Sami reached down and opened her door, “I’m going to stretch my legs a bit, Doris. Will you keep an eye on Mikki? She’ll probably just sleep in my backpack.”
“Alright, dear. I can do that.”
Sami hadn’t walked more than twenty feet toward the gate when she heard a car coming down the road behind them. From the sound of the revving engine, it was going fast…very fast.
And then, it rounded the bend. It was barreling straight at her and showed no sign of slowing or dodging her. She recognized the black Suburban immediately. It was the same one that had chased her into Hidden Hollow. The driver was the man in the formerly broken sunglasses and the passenger—her heart screamed—it was RayRay.
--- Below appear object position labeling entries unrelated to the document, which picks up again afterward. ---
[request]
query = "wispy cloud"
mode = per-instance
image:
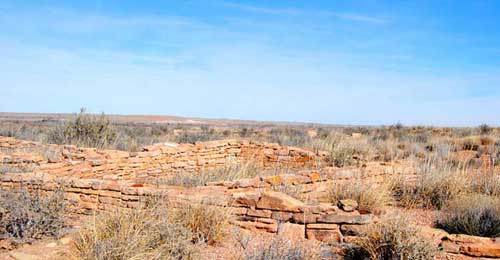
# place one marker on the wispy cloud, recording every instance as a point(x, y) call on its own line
point(354, 17)
point(360, 18)
point(260, 9)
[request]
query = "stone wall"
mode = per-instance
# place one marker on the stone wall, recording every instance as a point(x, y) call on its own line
point(153, 161)
point(256, 209)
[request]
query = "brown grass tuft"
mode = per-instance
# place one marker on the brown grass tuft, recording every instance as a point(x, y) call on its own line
point(392, 239)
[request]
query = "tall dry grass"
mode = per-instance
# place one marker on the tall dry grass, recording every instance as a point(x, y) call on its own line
point(472, 214)
point(392, 239)
point(157, 231)
point(29, 215)
point(369, 196)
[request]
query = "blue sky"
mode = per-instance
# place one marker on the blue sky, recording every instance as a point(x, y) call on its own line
point(342, 62)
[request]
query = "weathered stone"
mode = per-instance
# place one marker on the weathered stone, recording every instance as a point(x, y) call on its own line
point(326, 235)
point(247, 199)
point(282, 216)
point(292, 231)
point(263, 213)
point(304, 217)
point(474, 246)
point(323, 226)
point(340, 218)
point(352, 230)
point(279, 201)
point(348, 205)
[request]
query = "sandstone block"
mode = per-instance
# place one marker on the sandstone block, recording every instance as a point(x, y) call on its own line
point(259, 213)
point(348, 205)
point(340, 218)
point(279, 201)
point(325, 235)
point(292, 231)
point(247, 199)
point(305, 217)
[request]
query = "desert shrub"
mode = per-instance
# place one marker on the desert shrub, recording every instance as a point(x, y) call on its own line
point(369, 197)
point(208, 224)
point(432, 189)
point(155, 231)
point(342, 149)
point(85, 130)
point(26, 216)
point(280, 248)
point(472, 214)
point(488, 184)
point(391, 239)
point(484, 129)
point(135, 234)
point(288, 136)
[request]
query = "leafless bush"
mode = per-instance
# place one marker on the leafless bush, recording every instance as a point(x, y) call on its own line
point(85, 130)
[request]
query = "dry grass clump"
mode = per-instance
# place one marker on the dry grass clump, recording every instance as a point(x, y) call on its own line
point(226, 173)
point(26, 216)
point(154, 232)
point(229, 172)
point(343, 150)
point(487, 184)
point(472, 214)
point(208, 224)
point(391, 239)
point(369, 196)
point(432, 190)
point(85, 130)
point(280, 248)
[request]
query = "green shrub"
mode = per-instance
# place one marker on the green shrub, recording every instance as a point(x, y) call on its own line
point(472, 214)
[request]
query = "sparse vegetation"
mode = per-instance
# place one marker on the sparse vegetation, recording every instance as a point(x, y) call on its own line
point(392, 239)
point(370, 197)
point(26, 216)
point(230, 172)
point(85, 130)
point(431, 191)
point(280, 248)
point(154, 232)
point(472, 214)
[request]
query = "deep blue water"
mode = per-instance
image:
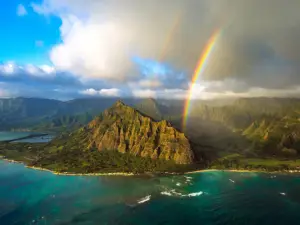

Her hands came up and the glowing sigils flared up and down her arms. She dove out of the way as the truck spewed gravel and rock as it careened down the dirt road. Rolling to a stop, she pointed her hands at the back of the truck. But what could she do that wouldn’t hurt her brother?
In her mind, she formed a picture of a rope…a lasso…a whip…anything and flung it hard at the bumper of the truck. It wasn’t a spell she could put an exact phrase to, but the image was strong. She felt her arms jerk taut as the flash left her hands and she flew forward skidding down the road, sliding and scraping along behind the SUV. She felt her elbows grind along on the dirt and could feel blood begin trickling down her forearms. She had no choice but to let go.
The truck’s brake lights lit up and it only slowed a little as the massive door swung open to let it pass through. Sami jumped up and began to run as fast as she could, still holding the magic in her hands. Then suddenly, she felt as if she was running in a swimming pool. Her legs strained against the invisible pressure. As she got closer, it grew stronger…and darker.